US warns of Russia sanctions over Ukraine, despite prisoner swap
ZHOLOBOK, Ukraine – The United States warned Saturday it could level “serious sanctions” on Russia within days over breaches of Ukraine’s truce, which is in tatters despite pro-Moscow rebels and government forces exchanging scores of prisoners.
AFP journalists in Ukraine’s eastern frontline town of Zholobok saw 139 Ukrainian soldiers traded for 52 separatist fighters late Saturday, in rare compliance of the otherwise much-violated truce which came into effect a week ago.
Some of the released soldiers were wounded. A few had to walk on crutches through a landscape scarred and cratered by months of fighting.
The insurgents said the prisoners included some troops seized this week when they overran the strategic town of Debaltseve, located between Lugansk and the other rebel stronghold of Donetsk.
That bloody offensive — which killed 179 soldiers over the past month, according to one Ukrainian presidential aide — was the most egregious breach of the UN-backed ceasefire. Some 2,500 Ukrainian troops had to flee Debaltseve under heavy rebel fire, and at least 112 were taken prisoner.
The Debaltseve assault and more than 250 ceasefire violations attributed to pro-Moscow fighters prompted a furious reaction from the United States, which blames Russia for the 10-month conflict.

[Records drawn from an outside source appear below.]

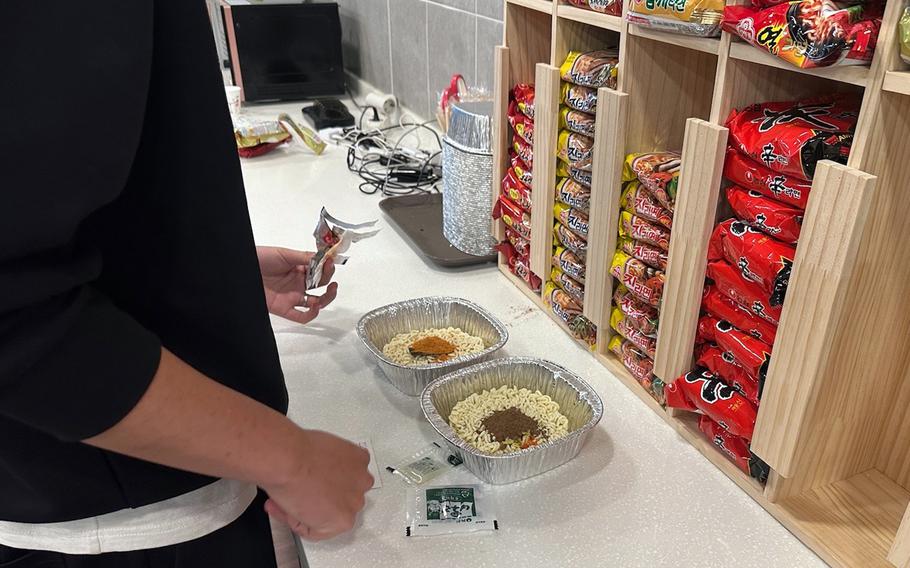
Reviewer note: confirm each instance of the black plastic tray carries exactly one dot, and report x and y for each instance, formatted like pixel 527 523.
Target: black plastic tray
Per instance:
pixel 419 217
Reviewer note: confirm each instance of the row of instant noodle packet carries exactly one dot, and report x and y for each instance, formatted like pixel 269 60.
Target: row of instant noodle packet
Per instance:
pixel 806 33
pixel 774 149
pixel 513 205
pixel 645 221
pixel 582 74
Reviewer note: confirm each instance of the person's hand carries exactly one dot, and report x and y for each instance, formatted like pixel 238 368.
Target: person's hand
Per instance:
pixel 322 497
pixel 284 274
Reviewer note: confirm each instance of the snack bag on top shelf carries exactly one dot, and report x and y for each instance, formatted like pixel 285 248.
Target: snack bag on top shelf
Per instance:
pixel 769 216
pixel 809 33
pixel 690 17
pixel 701 390
pixel 792 137
pixel 593 69
pixel 758 257
pixel 579 97
pixel 754 176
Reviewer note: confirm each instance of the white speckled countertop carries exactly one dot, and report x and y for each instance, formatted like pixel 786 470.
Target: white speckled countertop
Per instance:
pixel 638 495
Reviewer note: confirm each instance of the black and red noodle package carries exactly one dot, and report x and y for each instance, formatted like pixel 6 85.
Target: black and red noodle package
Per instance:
pixel 751 296
pixel 701 390
pixel 749 174
pixel 759 258
pixel 809 33
pixel 792 137
pixel 769 216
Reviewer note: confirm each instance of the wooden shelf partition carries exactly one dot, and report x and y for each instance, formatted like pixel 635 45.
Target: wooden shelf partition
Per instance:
pixel 833 424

“If this failure continues, make no mistake, there will be further consequences including consequences that will place added strains on Russia’s already troubled economy,” US Secretary of State John Kerry stormed during a press conference in London.
He believed President Barack Obama will “in the next few days” decide on “additional steps (which) will be taken in response to the breach of this ceasefire.” He foresaw “serious sanctions” being imposed.
‘No illusions’ over truce
Germany and France, which brokered the Ukraine truce, admit they “don’t have any illusions” about the difficulty in getting the agreement to take hold, but say it is the only hope of calming the conflict enough to find a lasting solution.

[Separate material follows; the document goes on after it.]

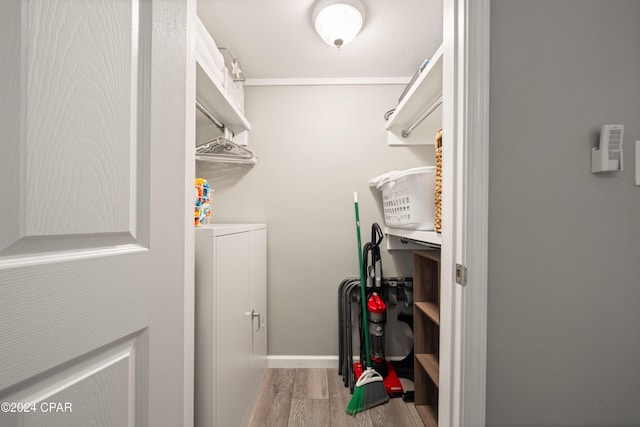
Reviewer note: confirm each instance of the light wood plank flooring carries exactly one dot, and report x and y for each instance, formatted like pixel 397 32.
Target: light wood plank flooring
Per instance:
pixel 318 398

The UN estimates 5,700 people have died in the 10 months of war.
Under the truce, both sides are meant to observe a ceasefire, withdraw heavy weapons from the frontline by March 3 and carry out a prisoner exchange.
If those steps are met, they are then to conduct negotiations on greater autonomy in rebel-held areas, and eventually restore Ukraine’s control over all of its border with Russia.
But Kiev and the rebels continue to trade accusations of shelling, mortar rounds and rocket strikes targeting their positions.
Ukrainian defense officials allege Russia has deployed 20 tanks towards the port city of Mariupol and said a dozen enemy reconnaissance drones have been shot down.
The rebels claim to have already pulled back weapons in some areas, but there was no confirmation from the Organization for Security and Cooperation in Europe (OSCE), which is monitoring the truce.
OSCE observers have been barred from entering Debaltseve to assess the situation, but the rebels promised they would finally be allowed in on Sunday.
Russia already under sanctions
Moscow is already laboring under several rounds of US and EU sanctions over the crisis. But while they have accelerated Russia’s slide towards recession, they have thus far failed to change President Vladimir Putin’s stance.
In one sign of the effects on Russia’s economy, rating agency Moody’s cut Moscow’s debt note by one notch into “junk” territory, just a month after its last downgrade.
Meanwhile, Ukraine’s former pro-Kremlin president Viktor Yanukovych, whose ouster early last year led to the insurgency raging in east Ukraine, said in a Russian TV interview excerpt released Saturday: “I’ll be back.”
The ex-leader has little support left in his home country, however, after it was discovered following his escape to Russia that he had been living lavishly, in a sumptuous palace with a private zoo, a replica pirate ship and pure gold fittings, while the country sank further into debt.